Technological and economic development that did not leave in their wake a better world and an integrally higher quality of life could not be considered progress, the bishops said.
The bishops cited Pope Francis’ encyclical on the environment, issued in June 2015, in which he said that technology based on the use of highly polluting fossil fuels – especially coal, but also oil and, to a lesser degree, gas – needed to be progressively replaced without delay.

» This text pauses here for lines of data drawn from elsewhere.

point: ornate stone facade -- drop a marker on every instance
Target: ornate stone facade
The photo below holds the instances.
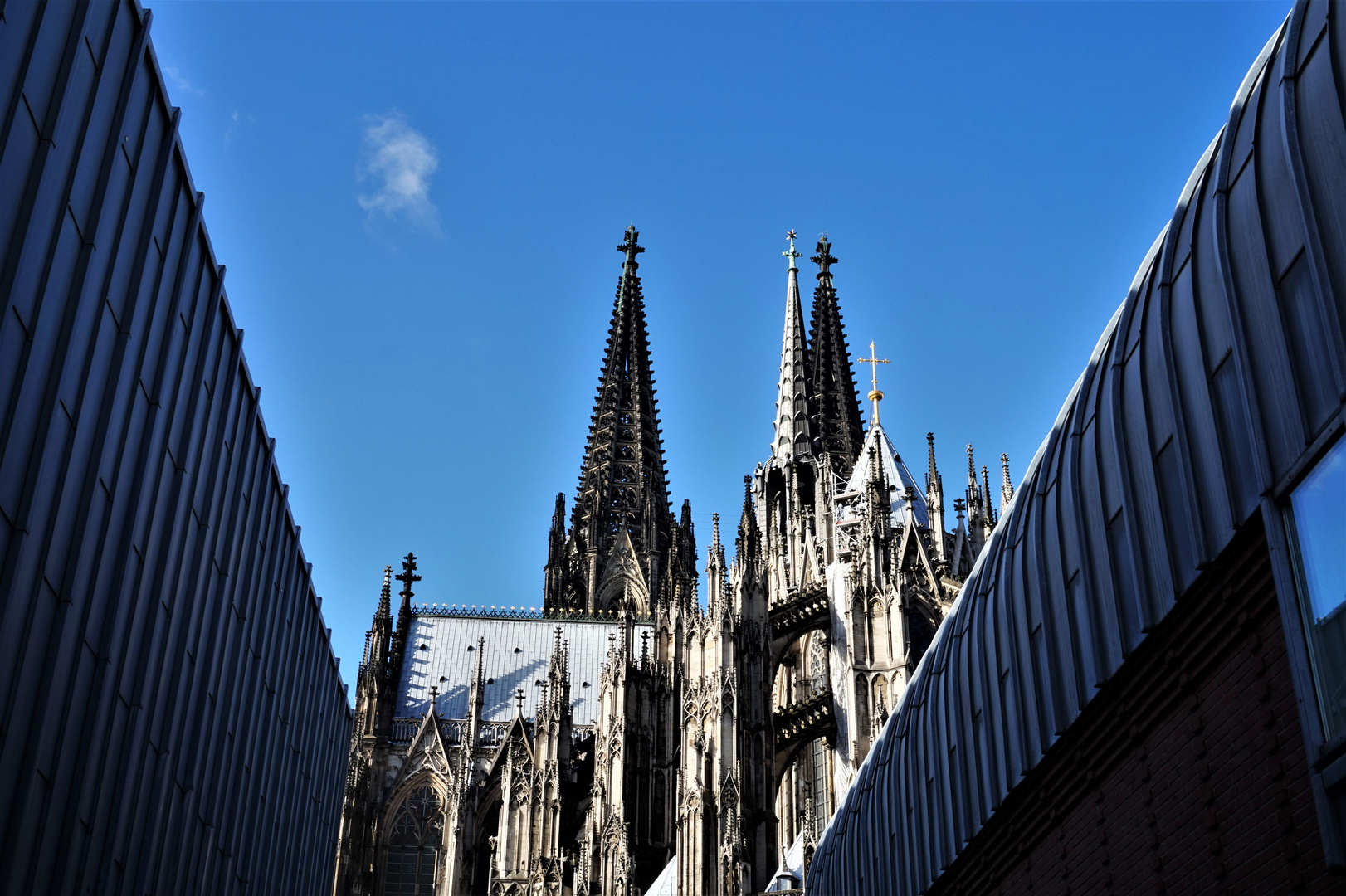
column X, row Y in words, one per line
column 705, row 750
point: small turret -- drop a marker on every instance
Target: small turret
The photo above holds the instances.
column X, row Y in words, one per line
column 749, row 543
column 934, row 501
column 988, row 519
column 716, row 572
column 404, row 618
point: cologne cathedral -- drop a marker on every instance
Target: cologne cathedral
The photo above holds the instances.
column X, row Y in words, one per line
column 656, row 729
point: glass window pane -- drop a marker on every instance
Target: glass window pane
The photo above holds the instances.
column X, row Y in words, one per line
column 1319, row 528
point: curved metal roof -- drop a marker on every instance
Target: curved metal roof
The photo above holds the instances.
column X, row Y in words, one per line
column 1217, row 380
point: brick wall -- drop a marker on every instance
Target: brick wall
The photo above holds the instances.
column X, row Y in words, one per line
column 1185, row 775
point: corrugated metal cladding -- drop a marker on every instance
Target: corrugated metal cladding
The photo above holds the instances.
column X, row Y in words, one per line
column 517, row 654
column 173, row 716
column 1218, row 378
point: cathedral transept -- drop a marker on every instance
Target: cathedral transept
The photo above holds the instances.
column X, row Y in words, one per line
column 655, row 728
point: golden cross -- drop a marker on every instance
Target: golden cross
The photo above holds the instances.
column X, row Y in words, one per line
column 875, row 396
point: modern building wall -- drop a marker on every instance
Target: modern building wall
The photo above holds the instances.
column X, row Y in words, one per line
column 1212, row 408
column 1186, row 774
column 171, row 714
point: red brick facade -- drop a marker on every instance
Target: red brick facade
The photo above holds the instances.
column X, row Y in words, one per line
column 1185, row 775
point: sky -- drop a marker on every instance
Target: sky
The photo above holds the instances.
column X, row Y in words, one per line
column 419, row 205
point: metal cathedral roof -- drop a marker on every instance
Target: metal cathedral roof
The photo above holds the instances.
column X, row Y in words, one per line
column 441, row 653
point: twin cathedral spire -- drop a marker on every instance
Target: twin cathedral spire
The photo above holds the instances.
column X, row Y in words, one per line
column 622, row 543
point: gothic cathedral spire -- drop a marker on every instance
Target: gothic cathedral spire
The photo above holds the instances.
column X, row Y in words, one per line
column 623, row 486
column 832, row 385
column 792, row 436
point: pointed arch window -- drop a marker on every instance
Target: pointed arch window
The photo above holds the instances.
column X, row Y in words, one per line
column 415, row 845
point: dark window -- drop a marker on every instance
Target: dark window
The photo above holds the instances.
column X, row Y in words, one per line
column 1318, row 529
column 413, row 845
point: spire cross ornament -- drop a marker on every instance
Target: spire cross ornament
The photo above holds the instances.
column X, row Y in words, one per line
column 408, row 575
column 792, row 255
column 875, row 396
column 630, row 248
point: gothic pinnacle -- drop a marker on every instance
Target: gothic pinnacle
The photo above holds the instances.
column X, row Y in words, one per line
column 792, row 435
column 1006, row 485
column 385, row 597
column 749, row 545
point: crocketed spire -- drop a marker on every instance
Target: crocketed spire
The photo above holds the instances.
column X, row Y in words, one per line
column 832, row 387
column 623, row 485
column 793, row 437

“The earth, our home,” Pope Francis said, “is beginning to look more and more like an immense pile of filth.”
Update 3/11/2017
Queensland premier Annastacia Palaszczuk has announced that she will veto the proposed Northern Australia Infrastructure Facility (NAIF) loan for the Adani rail link.
Update 4/11/2017
According to a report in The Weekend Australian, the Integrity Commissioner, Nikola Stepanov, says only the Cabinet Budget Review Committee (CBRC) can veto the NAIF loans, in the end stages of NAIF’s deliberations. According to writers Sarah Elks and Charlie Peel, Stepanov said Palaszczuk should absent herself from all CBRC deliberations and decision-making about all NAIF loans, and this would include imposing a veto.
Palaszczuk’s partner, Shaun Drabsch, worked for the company PwC (PricewaterhouseCoopers) on Adani’s NAIF application.